Quantization aware training

Maintained by TensorFlow Model Optimization

There are two forms of quantization: post-training quantization and quantization aware training. Start with post-training quantization since it's easier to use, though quantization aware training is often better for model accuracy.

This page provides an overview on quantization aware training to help you determine how it fits with your use case.

Overview

Quantization aware training emulates inference-time quantization, creating a model that downstream tools will use to produce actually quantized models. The quantized models use lower-precision (e.g. 8-bit instead of 32-bit float), leading to benefits during deployment.

Deploy with quantization

Quantization brings improvements via model compression and latency reduction. With the API defaults, the model size shrinks by 4x, and we typically see between 1.5 - 4x improvements in CPU latency in the tested backends. Eventually, latency improvements can be seen on compatible machine learning accelerators, such as the EdgeTPU and NNAPI.

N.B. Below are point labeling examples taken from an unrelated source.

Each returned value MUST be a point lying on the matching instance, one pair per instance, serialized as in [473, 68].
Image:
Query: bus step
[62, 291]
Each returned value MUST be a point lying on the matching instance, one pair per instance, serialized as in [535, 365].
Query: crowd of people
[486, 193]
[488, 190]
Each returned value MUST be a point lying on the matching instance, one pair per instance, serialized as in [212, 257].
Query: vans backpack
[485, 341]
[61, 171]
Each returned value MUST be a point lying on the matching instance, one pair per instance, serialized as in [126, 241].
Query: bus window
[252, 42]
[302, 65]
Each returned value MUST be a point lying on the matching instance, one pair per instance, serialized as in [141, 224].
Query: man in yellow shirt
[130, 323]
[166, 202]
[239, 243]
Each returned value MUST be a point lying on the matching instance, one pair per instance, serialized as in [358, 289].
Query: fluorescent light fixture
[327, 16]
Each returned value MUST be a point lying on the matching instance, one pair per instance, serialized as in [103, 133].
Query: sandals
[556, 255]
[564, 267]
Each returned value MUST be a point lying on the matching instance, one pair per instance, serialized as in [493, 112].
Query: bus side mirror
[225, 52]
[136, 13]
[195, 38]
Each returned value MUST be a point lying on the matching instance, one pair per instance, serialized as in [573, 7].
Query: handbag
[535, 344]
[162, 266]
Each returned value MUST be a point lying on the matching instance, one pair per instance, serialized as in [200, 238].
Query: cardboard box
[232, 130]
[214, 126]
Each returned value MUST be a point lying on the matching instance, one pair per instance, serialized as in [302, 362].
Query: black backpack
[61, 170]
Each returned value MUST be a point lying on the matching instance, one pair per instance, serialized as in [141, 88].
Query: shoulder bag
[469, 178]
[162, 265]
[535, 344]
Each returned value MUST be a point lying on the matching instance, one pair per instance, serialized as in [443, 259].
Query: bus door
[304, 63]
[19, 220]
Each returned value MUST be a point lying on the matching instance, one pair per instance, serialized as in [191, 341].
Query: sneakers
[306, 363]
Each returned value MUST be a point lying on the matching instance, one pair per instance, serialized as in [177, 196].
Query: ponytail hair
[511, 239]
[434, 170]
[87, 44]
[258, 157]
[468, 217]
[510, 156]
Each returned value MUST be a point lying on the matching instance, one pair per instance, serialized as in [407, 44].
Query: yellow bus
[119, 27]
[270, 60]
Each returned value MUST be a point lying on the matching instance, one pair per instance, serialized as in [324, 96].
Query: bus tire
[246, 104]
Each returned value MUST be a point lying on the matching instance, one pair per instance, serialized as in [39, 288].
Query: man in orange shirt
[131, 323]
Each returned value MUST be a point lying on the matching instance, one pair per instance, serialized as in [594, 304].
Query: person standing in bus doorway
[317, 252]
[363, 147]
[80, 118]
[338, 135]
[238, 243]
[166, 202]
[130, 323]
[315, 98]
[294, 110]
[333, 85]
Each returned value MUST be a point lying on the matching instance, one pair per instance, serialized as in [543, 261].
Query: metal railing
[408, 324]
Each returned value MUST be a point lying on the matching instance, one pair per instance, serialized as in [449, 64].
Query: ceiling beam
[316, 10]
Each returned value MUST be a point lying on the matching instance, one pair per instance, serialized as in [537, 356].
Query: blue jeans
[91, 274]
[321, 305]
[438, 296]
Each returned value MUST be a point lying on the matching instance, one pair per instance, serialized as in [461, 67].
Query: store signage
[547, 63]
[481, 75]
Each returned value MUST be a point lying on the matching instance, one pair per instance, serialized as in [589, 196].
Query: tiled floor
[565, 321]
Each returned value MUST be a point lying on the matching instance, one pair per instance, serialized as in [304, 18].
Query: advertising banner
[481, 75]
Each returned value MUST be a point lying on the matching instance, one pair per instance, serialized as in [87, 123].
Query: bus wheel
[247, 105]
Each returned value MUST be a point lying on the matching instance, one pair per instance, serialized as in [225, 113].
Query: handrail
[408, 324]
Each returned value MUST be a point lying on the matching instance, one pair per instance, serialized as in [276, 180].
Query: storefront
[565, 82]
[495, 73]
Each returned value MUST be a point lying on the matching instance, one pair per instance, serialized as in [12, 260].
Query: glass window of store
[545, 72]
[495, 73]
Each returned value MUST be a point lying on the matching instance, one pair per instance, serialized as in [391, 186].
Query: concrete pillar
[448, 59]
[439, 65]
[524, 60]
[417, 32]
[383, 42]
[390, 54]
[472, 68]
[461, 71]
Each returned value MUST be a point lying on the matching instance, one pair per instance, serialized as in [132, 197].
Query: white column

The technique is used in production in speech, vision, text, and translate use cases. The code currently supports a subset of these models.

Experiment with quantization and associated hardware

Users can configure the quantization parameters (e.g. number of bits) and to some degree, the underlying algorithms. Note that with these changes from the API defaults, there is currently no supported path for deployment to a backend. For instance, TFLite conversion and kernel implementations only support 8-bit quantization.

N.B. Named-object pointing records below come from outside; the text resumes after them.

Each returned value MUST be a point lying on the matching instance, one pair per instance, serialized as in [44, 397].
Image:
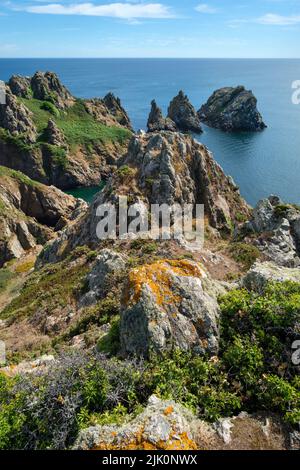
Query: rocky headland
[232, 109]
[138, 343]
[54, 138]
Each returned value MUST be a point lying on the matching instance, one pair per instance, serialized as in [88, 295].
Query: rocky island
[232, 109]
[138, 343]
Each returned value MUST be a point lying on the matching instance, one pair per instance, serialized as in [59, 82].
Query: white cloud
[278, 20]
[205, 8]
[115, 10]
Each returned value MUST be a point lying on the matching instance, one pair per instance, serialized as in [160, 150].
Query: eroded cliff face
[232, 109]
[56, 139]
[163, 168]
[31, 213]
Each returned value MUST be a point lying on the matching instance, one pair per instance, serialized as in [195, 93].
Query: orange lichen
[158, 277]
[168, 410]
[181, 442]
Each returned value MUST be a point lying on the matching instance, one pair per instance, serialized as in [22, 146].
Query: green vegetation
[53, 286]
[253, 372]
[78, 126]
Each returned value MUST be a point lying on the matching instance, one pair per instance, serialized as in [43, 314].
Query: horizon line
[151, 58]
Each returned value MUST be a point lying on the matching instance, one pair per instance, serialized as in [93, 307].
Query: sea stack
[183, 113]
[157, 122]
[232, 109]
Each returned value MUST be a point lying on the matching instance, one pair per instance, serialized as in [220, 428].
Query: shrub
[50, 107]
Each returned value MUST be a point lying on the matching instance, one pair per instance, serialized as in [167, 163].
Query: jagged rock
[232, 109]
[156, 121]
[30, 212]
[168, 168]
[55, 135]
[277, 227]
[17, 119]
[163, 425]
[47, 87]
[167, 305]
[114, 106]
[262, 273]
[183, 114]
[108, 262]
[20, 86]
[251, 432]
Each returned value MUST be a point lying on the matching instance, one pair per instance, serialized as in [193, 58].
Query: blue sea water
[261, 164]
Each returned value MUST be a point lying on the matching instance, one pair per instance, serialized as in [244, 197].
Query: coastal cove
[261, 163]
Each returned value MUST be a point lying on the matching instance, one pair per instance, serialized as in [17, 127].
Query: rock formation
[20, 86]
[47, 87]
[184, 115]
[277, 231]
[232, 109]
[261, 273]
[167, 306]
[156, 121]
[30, 213]
[115, 108]
[17, 119]
[92, 148]
[165, 168]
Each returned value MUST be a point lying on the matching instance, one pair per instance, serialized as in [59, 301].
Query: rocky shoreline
[139, 343]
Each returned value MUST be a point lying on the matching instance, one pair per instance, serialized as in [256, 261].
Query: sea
[261, 163]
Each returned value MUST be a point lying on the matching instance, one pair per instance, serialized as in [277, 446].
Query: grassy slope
[78, 126]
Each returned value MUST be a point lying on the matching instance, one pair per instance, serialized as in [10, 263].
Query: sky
[154, 28]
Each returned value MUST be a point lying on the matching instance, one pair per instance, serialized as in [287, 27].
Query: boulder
[232, 109]
[276, 226]
[47, 87]
[20, 86]
[169, 304]
[261, 273]
[30, 213]
[107, 263]
[115, 107]
[55, 135]
[164, 168]
[156, 121]
[184, 114]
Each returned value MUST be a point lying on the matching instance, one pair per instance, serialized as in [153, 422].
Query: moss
[110, 343]
[244, 254]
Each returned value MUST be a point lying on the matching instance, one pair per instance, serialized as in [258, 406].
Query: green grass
[5, 278]
[78, 126]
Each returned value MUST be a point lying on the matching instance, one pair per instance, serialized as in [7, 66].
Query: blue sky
[134, 28]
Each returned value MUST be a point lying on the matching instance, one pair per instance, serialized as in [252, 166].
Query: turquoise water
[261, 164]
[87, 194]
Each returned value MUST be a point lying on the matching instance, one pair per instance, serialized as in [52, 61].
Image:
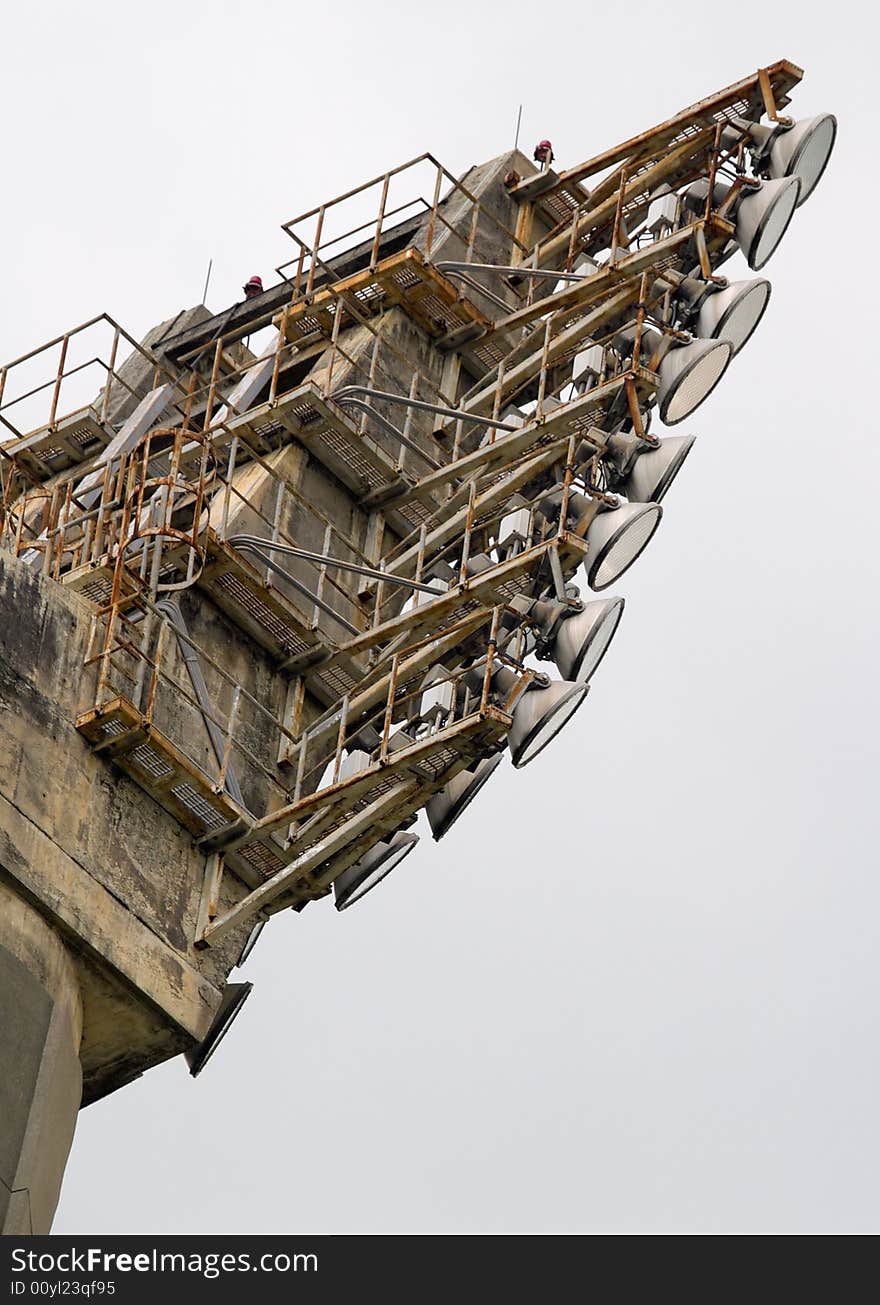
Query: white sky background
[635, 988]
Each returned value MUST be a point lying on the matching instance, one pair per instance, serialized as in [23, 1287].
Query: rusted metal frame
[51, 384]
[159, 674]
[321, 807]
[346, 292]
[545, 359]
[618, 215]
[306, 861]
[372, 694]
[584, 326]
[319, 230]
[410, 402]
[389, 706]
[490, 659]
[111, 369]
[368, 411]
[357, 189]
[252, 456]
[210, 891]
[204, 657]
[354, 231]
[494, 497]
[282, 342]
[321, 577]
[601, 214]
[599, 282]
[341, 737]
[427, 157]
[657, 137]
[259, 548]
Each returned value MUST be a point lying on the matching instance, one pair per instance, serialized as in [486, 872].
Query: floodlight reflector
[656, 469]
[616, 538]
[372, 868]
[688, 375]
[538, 717]
[763, 218]
[733, 313]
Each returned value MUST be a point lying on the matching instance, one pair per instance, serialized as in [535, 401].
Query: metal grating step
[158, 767]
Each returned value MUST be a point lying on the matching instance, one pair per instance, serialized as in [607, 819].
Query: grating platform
[65, 444]
[411, 773]
[154, 764]
[321, 427]
[405, 281]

APIs specific to this configuration are experimental and not subject to backward compatibility.

API compatibility

Users can apply quantization with the following APIs:

  • Model building: keras with only Sequential and Functional models.
  • TensorFlow versions: TF 2.x for tf-nightly.
  • TensorFlow execution mode: eager execution

It is on our roadmap to add support in the following areas:

  • Model building: clarify how Subclassed Models have limited to no support
  • Distributed training: tf.distribute

General support matrix

Support is available in the following areas:

  • Model coverage: models using allowlisted layers, BatchNormalization when it follows Conv2D and DepthwiseConv2D layers, and in limited cases, Concat.
  • Hardware acceleration: our API defaults are compatible with acceleration on EdgeTPU, NNAPI, and TFLite backends, amongst others. See the caveat in the roadmap.
  • Deploy with quantization: only per-axis quantization for convolutional layers, not per-tensor quantization, is currently supported.

It is on our roadmap to add support in the following areas:

  • Model coverage: extended to include RNN/LSTMs and general Concat support.
  • Hardware acceleration: ensure the TFLite converter can produce full-integer models. See this issue for details.
  • Experiment with quantization use cases:
    • Experiment with quantization algorithms that span Keras layers or require the training step.
    • Stabilize APIs.

Results

Image classification with tools

Model Non-quantized Top-1 Accuracy 8-bit Quantized Accuracy
MobilenetV1 224 71.03% 71.06%
Resnet v1 50 76.3% 76.1%
MobilenetV2 224 70.77% 70.01%

The models were tested on Imagenet and evaluated in both TensorFlow and TFLite.

Image classification for technique

Model Non-quantized Top-1 Accuracy 8-Bit Quantized Accuracy
Nasnet-Mobile 74% 73%
Resnet-v2 50 75.6% 75%

The models were tested on Imagenet and evaluated in both TensorFlow and TFLite.

Examples

In addition to the quantization aware training example, see the following examples:

  • CNN model on the MNIST handwritten digit classification task with quantization: code

For background on something similar, see the Quantization and Training of Neural Networks for Efficient Integer-Arithmetic-Only Inference paper. This paper introduces some concepts that this tool uses. The implementation is not exactly the same, and there are additional concepts used in this tool (e.g. per-axis quantization).